The second use case is very similar to side output in Apache Beam because foreachBatch gives the possibility to write the micro-batch into different places. You must only remember to cache the batch Dataset inside the sink. Otherwise, you risk to recompute it entirely. The next snippet gives an example of side output implementation with Apache Spark foreachBatch sink:

  "foreachBatch" should "generate 2 outputs" in {
    val inputStream = new MemoryStream[Int](1, sparkSession.sqlContext)
    inputStream.addData(1, 2, 3, 4)
    new Thread(new Runnable() {
      override def run(): Unit = {
        while (true) {
          inputStream.addData(1, 2, 3, 4)
          Thread.sleep(1000L)
        }
      }
    }).start()
    val stream = inputStream.toDS().toDF("number")

    val query = stream.writeStream.trigger(Trigger.ProcessingTime(2000L))
      .foreachBatch((dataset, batchId) => {
        dataset.persist()
        dataset.write.mode(SaveMode.Overwrite).json(s"/tmp/spark/side-output/json/batch_${batchId}")
        dataset.write.mode(SaveMode.Overwrite).parquet(s"/tmp/spark/side-output/parquet/batch_${batchId}")
        dataset.unpersist()
      })
      .start()

    query.awaitTermination(20000L)

    def jsonBatch(batchNr: Int) = s"/tmp/spark/side-output/json/batch_${batchNr}"
    val jsonFiles = FileUtils.getFile(new File("/tmp/spark/side-output/json")).listFiles().toSeq.map(file => file.getAbsolutePath)
    jsonFiles should contain allElementsOf (Seq(jsonBatch(0), jsonBatch(1), jsonBatch(2), jsonBatch(3),
      jsonBatch(4), jsonBatch(5), jsonBatch(6), jsonBatch(7), jsonBatch(8)))
    def parquetBatch(batchNr: Int) = s"/tmp/spark/side-output/parquet/batch_${batchNr}"
    val parquetFiles = FileUtils.getFile(new File("/tmp/spark/side-output/parquet")).listFiles.toSeq.map(file => file.getAbsolutePath)
    parquetFiles should contain allElementsOf(Seq(parquetBatch(0), parquetBatch(1), parquetBatch(2), parquetBatch(3),
      parquetBatch(4), parquetBatch(5), parquetBatch(6), parquetBatch(7), parquetBatch(8)))
  }

The code looks similar to the code from the previous section. It also writes the data into a not streamable sink. The difference is that the same output is used to write the data into 2 different places, in 2 different formats. It can be useful if you want to prepare the data for multiple workflows. In my case, I generated JSON files for the transactional and Parquet ones for analytical purposes.
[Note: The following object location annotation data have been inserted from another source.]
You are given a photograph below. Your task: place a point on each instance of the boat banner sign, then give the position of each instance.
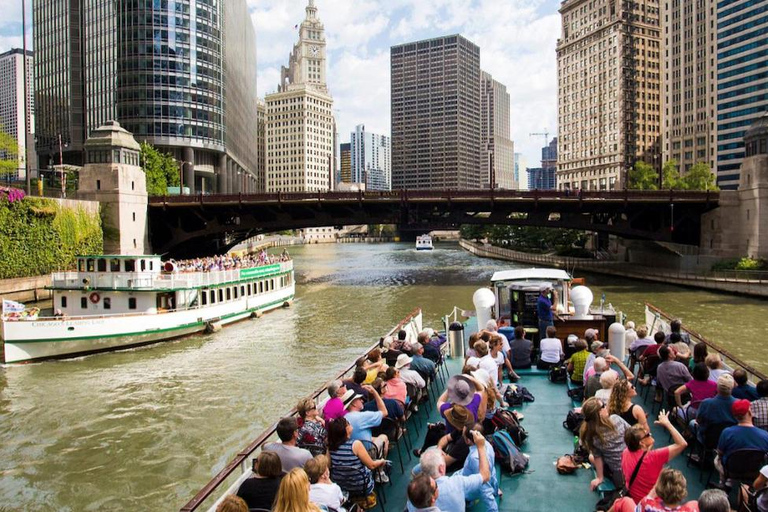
(248, 273)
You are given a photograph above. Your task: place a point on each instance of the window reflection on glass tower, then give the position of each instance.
(179, 74)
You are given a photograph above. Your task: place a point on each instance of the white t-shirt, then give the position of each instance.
(328, 495)
(551, 350)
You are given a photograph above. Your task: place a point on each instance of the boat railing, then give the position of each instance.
(153, 280)
(215, 488)
(658, 320)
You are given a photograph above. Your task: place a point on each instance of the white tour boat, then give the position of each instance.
(424, 243)
(115, 302)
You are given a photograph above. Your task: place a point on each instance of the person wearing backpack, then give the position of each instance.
(454, 490)
(490, 490)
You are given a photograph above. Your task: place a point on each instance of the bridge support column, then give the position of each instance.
(189, 169)
(220, 170)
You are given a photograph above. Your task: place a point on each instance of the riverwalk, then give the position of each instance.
(741, 282)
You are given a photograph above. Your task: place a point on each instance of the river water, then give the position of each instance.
(144, 429)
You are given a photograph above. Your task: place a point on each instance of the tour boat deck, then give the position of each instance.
(540, 488)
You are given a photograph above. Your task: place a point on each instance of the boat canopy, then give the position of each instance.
(544, 274)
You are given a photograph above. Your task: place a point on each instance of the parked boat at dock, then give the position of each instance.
(113, 302)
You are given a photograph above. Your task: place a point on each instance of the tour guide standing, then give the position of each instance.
(545, 310)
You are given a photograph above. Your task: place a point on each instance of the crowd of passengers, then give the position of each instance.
(230, 262)
(335, 452)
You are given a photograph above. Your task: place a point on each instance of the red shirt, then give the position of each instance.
(649, 472)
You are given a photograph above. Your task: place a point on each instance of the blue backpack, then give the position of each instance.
(507, 453)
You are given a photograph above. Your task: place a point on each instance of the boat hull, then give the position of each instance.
(26, 341)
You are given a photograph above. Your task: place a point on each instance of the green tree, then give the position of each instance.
(9, 154)
(699, 177)
(643, 177)
(161, 169)
(671, 176)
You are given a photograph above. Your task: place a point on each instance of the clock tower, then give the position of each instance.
(308, 60)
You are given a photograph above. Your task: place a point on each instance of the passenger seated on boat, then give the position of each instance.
(322, 491)
(363, 422)
(577, 362)
(420, 363)
(521, 351)
(551, 350)
(407, 375)
(291, 456)
(742, 436)
(603, 435)
(232, 503)
(312, 433)
(716, 367)
(699, 389)
(621, 404)
(453, 491)
(760, 406)
(422, 493)
(715, 410)
(743, 389)
(260, 490)
(351, 464)
(640, 443)
(334, 407)
(293, 495)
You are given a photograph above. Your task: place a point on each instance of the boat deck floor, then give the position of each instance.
(540, 488)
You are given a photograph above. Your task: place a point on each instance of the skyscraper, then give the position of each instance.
(370, 159)
(436, 117)
(688, 131)
(498, 150)
(180, 75)
(12, 105)
(300, 125)
(609, 96)
(742, 81)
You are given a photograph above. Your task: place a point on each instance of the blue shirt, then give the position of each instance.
(715, 410)
(544, 308)
(362, 422)
(489, 490)
(742, 438)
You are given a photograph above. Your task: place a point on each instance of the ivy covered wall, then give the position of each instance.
(38, 236)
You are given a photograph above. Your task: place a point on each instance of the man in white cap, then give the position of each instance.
(406, 374)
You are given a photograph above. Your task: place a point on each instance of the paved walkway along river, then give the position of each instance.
(145, 429)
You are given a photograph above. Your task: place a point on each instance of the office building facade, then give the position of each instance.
(688, 133)
(299, 123)
(370, 157)
(498, 149)
(12, 106)
(179, 75)
(742, 81)
(609, 91)
(436, 118)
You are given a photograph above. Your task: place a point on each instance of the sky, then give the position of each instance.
(517, 40)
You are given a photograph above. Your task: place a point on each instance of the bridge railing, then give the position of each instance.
(411, 195)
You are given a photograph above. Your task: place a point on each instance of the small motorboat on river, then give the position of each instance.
(114, 302)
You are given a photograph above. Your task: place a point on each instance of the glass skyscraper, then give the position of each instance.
(179, 74)
(742, 80)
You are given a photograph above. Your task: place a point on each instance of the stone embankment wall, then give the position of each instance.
(733, 282)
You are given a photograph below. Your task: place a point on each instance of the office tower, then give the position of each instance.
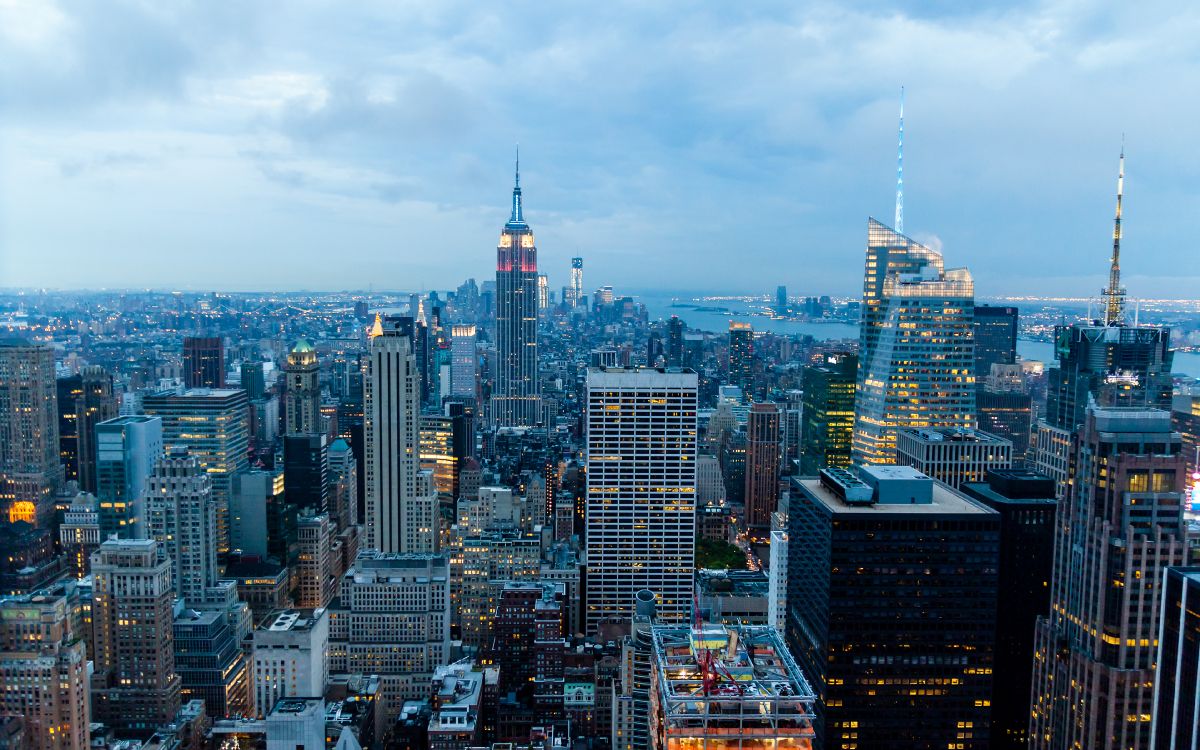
(393, 619)
(84, 401)
(517, 390)
(211, 425)
(315, 569)
(401, 501)
(126, 450)
(1026, 507)
(30, 471)
(43, 667)
(726, 688)
(995, 333)
(203, 361)
(303, 394)
(675, 342)
(210, 663)
(463, 361)
(1108, 360)
(576, 288)
(306, 472)
(916, 354)
(1176, 719)
(1009, 415)
(892, 607)
(79, 533)
(742, 355)
(1120, 525)
(135, 685)
(291, 655)
(763, 451)
(253, 381)
(641, 491)
(181, 516)
(953, 456)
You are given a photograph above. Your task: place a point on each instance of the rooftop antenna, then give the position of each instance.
(1115, 295)
(899, 221)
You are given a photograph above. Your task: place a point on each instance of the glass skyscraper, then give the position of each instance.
(916, 365)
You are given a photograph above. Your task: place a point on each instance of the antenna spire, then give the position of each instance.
(1115, 295)
(899, 221)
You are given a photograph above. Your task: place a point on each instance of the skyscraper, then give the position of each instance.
(1120, 525)
(211, 424)
(828, 413)
(576, 282)
(995, 337)
(401, 499)
(30, 471)
(463, 361)
(516, 396)
(303, 405)
(916, 355)
(126, 450)
(84, 400)
(892, 607)
(763, 450)
(741, 355)
(135, 687)
(203, 361)
(641, 491)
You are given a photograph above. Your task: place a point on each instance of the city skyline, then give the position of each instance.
(267, 151)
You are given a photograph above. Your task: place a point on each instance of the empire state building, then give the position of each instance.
(516, 400)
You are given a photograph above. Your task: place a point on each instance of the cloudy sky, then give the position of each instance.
(675, 145)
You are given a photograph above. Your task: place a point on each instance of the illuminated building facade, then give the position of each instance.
(828, 414)
(516, 395)
(892, 607)
(916, 358)
(30, 471)
(1120, 525)
(641, 491)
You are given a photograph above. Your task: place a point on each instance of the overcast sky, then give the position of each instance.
(676, 145)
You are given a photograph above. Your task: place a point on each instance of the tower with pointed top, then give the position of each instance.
(516, 394)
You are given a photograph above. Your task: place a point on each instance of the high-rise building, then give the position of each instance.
(576, 288)
(1120, 525)
(763, 451)
(726, 688)
(393, 619)
(916, 354)
(84, 401)
(291, 657)
(401, 499)
(1176, 720)
(828, 414)
(303, 401)
(211, 424)
(43, 667)
(463, 361)
(892, 607)
(1107, 361)
(203, 361)
(742, 355)
(516, 394)
(641, 491)
(30, 471)
(135, 687)
(1026, 507)
(953, 456)
(995, 335)
(126, 450)
(306, 483)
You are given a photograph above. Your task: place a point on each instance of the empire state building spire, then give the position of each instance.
(1114, 295)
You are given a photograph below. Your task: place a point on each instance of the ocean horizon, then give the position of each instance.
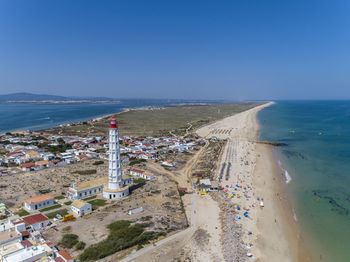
(27, 116)
(316, 169)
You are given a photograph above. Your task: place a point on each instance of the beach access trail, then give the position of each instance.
(251, 176)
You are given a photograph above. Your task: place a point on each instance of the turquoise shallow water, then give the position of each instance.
(317, 160)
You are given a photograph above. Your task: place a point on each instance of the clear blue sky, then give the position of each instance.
(216, 49)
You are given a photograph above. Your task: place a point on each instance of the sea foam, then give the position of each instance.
(288, 177)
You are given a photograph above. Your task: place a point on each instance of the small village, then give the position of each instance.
(23, 227)
(33, 152)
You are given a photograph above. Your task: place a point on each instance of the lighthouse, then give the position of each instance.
(117, 187)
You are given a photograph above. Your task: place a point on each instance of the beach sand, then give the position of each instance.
(254, 175)
(215, 233)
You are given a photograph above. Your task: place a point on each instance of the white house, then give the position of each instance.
(36, 221)
(80, 207)
(141, 173)
(168, 163)
(39, 202)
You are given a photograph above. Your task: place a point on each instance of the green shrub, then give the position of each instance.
(50, 208)
(61, 212)
(122, 235)
(88, 198)
(139, 180)
(59, 197)
(69, 240)
(80, 245)
(86, 172)
(22, 212)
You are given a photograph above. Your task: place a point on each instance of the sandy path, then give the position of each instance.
(273, 237)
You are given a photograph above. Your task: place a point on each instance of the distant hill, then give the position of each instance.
(53, 99)
(43, 98)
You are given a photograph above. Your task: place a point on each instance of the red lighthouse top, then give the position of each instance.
(113, 123)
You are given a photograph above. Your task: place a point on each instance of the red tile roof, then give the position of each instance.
(38, 199)
(25, 233)
(137, 170)
(28, 165)
(58, 259)
(26, 243)
(65, 255)
(34, 219)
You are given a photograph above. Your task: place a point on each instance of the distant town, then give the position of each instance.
(22, 235)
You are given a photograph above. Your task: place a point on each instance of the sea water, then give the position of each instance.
(317, 170)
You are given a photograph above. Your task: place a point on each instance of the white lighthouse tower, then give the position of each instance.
(117, 186)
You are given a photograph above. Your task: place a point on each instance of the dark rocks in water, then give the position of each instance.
(290, 153)
(333, 198)
(272, 143)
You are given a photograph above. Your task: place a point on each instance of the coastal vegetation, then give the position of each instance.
(86, 172)
(166, 121)
(122, 235)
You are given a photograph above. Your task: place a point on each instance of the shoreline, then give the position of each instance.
(275, 234)
(285, 213)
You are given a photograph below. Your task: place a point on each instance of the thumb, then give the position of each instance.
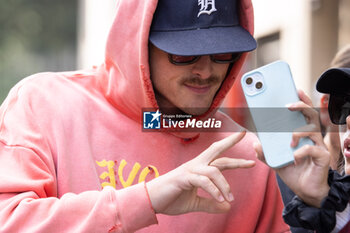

According to the official documentation, it's important to cache and unpersist the batch Dataset in order to ensure that the engine won't recompute it every time.

foreachBatch sink was a missing piece in the Structured Streaming module. This feature added in 2.4.0 release is a bridge between streaming and batch worlds. As shown in this post, it facilitates the integration of streaming data into batch parts of our pipelines. Instead of creating "batches" manually, now Apache Spark does it for us and exposes the access to the whole Dataset API inside the foreachBatch sink.